He certainly has real-life guests to rival the fictional villains assembled by Dr. Evil in the “Austin Powers” movies.
Where Dr. Evil has No. 2 and Frau Farbissina, the Libyan dictator has president-by-terror Robert Mugabe of Zimbabwe and president-by-genocide Omar al-Bashir of Sudan, who is under indictment for war crimes and crimes against humanity in Darfur.
To top it off, the guest list at the celebration of Khadafy’s 40th year in power includes the man known in Somalia as “the father of piracy,” Mohammed Abdi Afweyne.
In attending the four-day extravaganza, Afweyne reportedly took a break from exacting ransom for a ship held hostage off the Somali coast.
In May, the supposedly reformed Khadafy said that such piracy is not piracy at all, but “self-defense” against “greedy Western nations.”
“It is defending the Somalia children’s food,” Khadafy said.
Among the ships that Afweyne’s pirates hijacked was a World Food Program freighter carrying 850 tons of rice bound for the starving in Somalia.
As this week’s 40th anniversary celebration in Libya neared, Prince Andrew had originally RSVP’d in the affirmative. He bowed out following the furor over the hero’s welcome given to freed Lockerbie bomber Abdelbaset al-Megrahi.
Otherwise, the prince might have found himself sitting with a thug, a genocidal psychopath and a pirate kingpin while huge screens flashed photos of a bomber convicted of murdering 270 innocents.
The big photos of Libya’s new national hero accompanied a performance by a New Zealand bagpipe band, complete with kilts. The bomber was freed by the Scottish justice secretary.
“The freeing of al-Megrahi was a highlight of the colonel’s time in office and he wanted to honor Scotland for it,” a Libyan official said.
Further outdoing anything Dr. Evil may have contemplated, the gala featured a mock mass hanging where performers pretended to dangle from their necks in a ghastly green light.
The hangings were supposed to represent the mass execution of Libyans during colonial rule by the Italians.
Khadafy executed his own share of Libyans. The snuffing of two students prompted a protest outside the Libyan Embassy in London in 1984. Shots erupted from inside, and Police Constable Yvonne Fletcher was mortally wounded.
The fallen officer’s mother, Queenie Fletcher, has never given up hope the gunman would be brought to justice.
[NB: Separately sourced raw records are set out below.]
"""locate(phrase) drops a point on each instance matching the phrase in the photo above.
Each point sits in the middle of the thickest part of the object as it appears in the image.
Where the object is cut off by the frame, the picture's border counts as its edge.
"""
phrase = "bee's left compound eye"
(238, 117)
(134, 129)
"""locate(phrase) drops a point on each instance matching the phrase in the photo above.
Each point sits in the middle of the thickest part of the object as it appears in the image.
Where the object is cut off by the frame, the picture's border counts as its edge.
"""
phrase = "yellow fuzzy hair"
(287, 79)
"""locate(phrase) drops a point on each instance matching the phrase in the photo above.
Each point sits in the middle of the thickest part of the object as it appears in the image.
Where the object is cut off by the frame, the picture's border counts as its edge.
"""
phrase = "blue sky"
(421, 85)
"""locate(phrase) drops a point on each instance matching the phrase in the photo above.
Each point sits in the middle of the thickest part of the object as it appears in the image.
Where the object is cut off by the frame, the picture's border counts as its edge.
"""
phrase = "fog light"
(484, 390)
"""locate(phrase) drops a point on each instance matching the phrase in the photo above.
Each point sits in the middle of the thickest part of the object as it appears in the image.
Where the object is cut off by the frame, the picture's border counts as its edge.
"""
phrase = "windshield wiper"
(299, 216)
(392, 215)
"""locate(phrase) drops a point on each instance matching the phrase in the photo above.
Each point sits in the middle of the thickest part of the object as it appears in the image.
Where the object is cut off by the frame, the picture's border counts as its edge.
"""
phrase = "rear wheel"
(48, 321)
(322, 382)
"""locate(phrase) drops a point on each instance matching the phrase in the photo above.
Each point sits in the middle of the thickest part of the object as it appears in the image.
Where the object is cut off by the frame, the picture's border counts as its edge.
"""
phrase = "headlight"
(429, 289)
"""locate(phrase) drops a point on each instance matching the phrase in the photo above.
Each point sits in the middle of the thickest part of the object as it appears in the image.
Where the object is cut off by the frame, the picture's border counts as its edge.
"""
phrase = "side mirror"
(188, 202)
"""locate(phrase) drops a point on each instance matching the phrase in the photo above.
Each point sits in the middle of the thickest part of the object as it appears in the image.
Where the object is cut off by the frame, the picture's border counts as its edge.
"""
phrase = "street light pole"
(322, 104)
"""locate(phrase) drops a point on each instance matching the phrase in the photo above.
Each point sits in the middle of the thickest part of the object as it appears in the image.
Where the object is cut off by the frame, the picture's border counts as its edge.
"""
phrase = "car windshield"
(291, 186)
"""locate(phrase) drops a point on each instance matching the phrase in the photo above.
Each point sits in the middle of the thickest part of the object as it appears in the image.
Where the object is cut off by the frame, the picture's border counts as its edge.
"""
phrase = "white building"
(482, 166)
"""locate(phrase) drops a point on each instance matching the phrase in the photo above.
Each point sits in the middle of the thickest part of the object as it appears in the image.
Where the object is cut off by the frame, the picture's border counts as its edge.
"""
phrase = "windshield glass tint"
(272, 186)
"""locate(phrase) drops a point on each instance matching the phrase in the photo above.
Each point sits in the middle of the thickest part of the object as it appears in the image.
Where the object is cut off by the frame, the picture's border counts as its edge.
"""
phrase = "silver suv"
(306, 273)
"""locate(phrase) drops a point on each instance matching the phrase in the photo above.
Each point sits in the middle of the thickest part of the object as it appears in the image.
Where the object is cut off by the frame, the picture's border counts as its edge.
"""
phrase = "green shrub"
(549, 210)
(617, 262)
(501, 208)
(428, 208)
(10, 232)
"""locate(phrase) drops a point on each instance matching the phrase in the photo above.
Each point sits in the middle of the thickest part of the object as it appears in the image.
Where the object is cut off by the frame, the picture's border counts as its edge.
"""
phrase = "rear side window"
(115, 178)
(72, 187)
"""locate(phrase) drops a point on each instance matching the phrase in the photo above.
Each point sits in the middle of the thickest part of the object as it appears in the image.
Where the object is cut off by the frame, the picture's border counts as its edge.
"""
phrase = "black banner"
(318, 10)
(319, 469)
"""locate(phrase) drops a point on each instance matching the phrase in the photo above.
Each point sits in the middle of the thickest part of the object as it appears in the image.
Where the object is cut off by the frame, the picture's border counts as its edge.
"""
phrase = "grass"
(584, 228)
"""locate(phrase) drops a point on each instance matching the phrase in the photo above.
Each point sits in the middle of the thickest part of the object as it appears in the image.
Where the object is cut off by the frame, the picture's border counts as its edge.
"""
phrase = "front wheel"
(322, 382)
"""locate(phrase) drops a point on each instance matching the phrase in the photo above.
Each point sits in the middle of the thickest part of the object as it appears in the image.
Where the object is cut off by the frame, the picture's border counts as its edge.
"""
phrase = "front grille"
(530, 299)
Scotland Yard managed to identify a prime suspect and she hoped Khadafy would turn him over in exchange for the Lockerbie bomber being transferred to a Libyan prison.
“At one time I was optimistic that Yvonne’s killer might be found, but I don’t think I am anymore,” Queenie Fletcher told a Brit paper this week.
Scotland simply freed the bomber, bartering for oil apparently taking precedence over bartering for a cop killer. Maybe the gunman was among those who cheered the pictures of the bomber while the bagpipes skirled.
In added celebration, Khadafy presented himself with a “Rocket Car” made by an Italian auto designer. This futuristic, one-of-a-kind conveyance looks just like something Dr. Evil might zoom off in after meeting with his equivalent of Mugabe, Bashir and Afweyne.
The Rocket Car even has room for Mini-Mo – Moammar Khadafy’s son, Seif.
If Khadafy were to extend that pinkie, you would be sure you were in an “Austin Powers” movie, complete with bumbling Brits.
Only there is nothing even remotely funny about this figure of true evil and the too-real villains who almost got to party with Prince Andrew.